There are a total of 168 hours in the week, yet employees are expected to work within a specified eight-hour window on only five out of seven days. Why limit people to strict day and time durations? Some employees may feel sharpest during the very early morning hours, while night owls might actually be more productive late at night. There may even be people who prefer to work a few hours on the weekends. Physical health, mental health, caretaker status and other circumstances also impact when employees are most productive.
The workforce is a fragile ecosystem of interdependencies in pursuit of common goals. If even a small percentage of people feel subpar or worse, overall organizational health declines.
There are added benefits of intermittent productivity. For example, U.S. multinational and global organizations operating across different time zones can leverage night owls to communicate with colleagues and customers in Australia or India. Employees who work best in the morning can attend to the same needs in Western Europe.

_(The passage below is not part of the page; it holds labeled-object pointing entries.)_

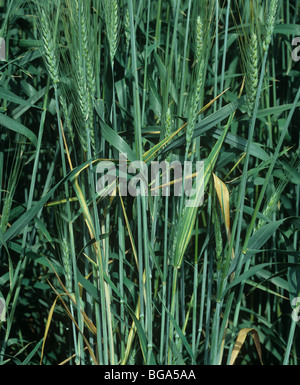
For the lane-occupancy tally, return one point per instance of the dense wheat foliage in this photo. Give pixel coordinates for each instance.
(89, 278)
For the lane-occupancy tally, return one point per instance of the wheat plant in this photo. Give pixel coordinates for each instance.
(89, 278)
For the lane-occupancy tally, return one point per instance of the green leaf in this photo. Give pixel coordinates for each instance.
(13, 125)
(117, 142)
(11, 97)
(207, 123)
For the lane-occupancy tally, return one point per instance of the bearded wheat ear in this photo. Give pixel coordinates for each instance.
(270, 23)
(51, 56)
(199, 81)
(111, 16)
(86, 84)
(67, 264)
(252, 73)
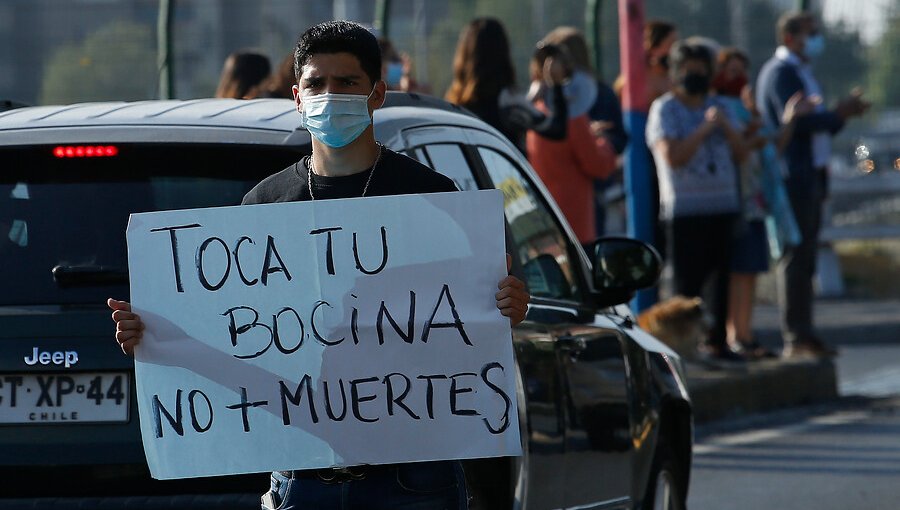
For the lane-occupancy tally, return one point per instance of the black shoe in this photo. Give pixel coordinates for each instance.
(720, 353)
(752, 350)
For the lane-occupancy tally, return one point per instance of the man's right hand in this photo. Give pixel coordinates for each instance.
(852, 105)
(129, 327)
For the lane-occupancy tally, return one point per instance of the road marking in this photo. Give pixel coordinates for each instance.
(720, 443)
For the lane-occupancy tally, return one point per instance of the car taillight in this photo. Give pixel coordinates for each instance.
(85, 151)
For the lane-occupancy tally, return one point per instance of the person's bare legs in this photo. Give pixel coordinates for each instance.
(741, 295)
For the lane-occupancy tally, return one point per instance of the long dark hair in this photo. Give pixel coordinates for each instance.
(242, 73)
(482, 67)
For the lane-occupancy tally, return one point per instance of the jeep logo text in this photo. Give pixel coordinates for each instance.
(67, 358)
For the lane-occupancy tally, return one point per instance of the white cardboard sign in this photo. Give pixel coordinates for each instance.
(330, 333)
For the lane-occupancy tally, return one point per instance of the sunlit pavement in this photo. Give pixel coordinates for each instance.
(842, 455)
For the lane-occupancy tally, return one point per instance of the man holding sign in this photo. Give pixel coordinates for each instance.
(338, 67)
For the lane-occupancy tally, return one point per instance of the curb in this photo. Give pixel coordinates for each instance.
(761, 386)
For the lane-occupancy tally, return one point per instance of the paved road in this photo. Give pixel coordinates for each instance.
(836, 457)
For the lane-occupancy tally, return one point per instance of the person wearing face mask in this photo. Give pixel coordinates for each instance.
(337, 67)
(396, 68)
(569, 167)
(697, 147)
(805, 158)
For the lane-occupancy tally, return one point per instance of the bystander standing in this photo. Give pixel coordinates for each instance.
(806, 157)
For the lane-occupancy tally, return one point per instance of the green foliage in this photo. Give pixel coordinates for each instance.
(117, 62)
(883, 83)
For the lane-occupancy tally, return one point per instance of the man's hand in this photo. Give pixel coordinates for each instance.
(512, 300)
(129, 326)
(852, 105)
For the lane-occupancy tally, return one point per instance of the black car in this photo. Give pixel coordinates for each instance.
(604, 406)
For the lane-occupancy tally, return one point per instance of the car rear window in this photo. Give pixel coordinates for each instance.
(63, 219)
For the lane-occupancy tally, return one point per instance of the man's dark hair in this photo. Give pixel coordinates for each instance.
(683, 51)
(793, 23)
(339, 37)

Moreover, by aligning work to the current stage of each employee’s life-work journey, people can feel further inspired, engaged and fulfilled in their work-life experience.
Putting It Into Practice Requires Cultural Shifts
Accepting the idea of intermittent productivity is the first step, but incorporating it into an existing work structure can be much harder. While the end result will look different at every organization, there are a few key cultural changes that will lay the foundation.
For starters, HR must help business leaders accept and respect that everyone’s body clock is different. The goal is to support employees in aligning their optimal work times with the work they have before them. This allows people to successfully complete their work while they feel super-productive, and everyone wins.
It’s important to acknowledge there will likely be significant discomfort that the organization needs to overcome — but the benefits are worth it. Leaders and teams alike need to approach this with tolerance and open-mindedness. There has long been a stigma associated with those who wish to work outside of what are considered “normal” structures. That will take time to overcome.
Organizations can enact new policies that empower people to communicate with teams and managers about what their preferred working style is. This will only work if employees feel safe and supported in asking for what they need. This needs to be modeled from the top down — and it needs to become the norm, not the exception.
The Future Is Flexible
The massive shift brought on by Covid-19 forced traditional workplaces to become more flexible and empathetic — a shift many welcomed. As organizations plan their next phase — fully remote, returning to the office or a hybrid setup — we must not go backward. Employees will expect continued flexibility and support from organizations.
With intermittent productivity, employees are given the autonomy to move through their work environment when it serves them and their employers, all while being respectful of the need to physically and virtually connect and interact with others. By implementing this human-centric flexibility, organizations can generate greater workforce adaptability, agility and resilience, along with higher employee engagement, well-being and productivity.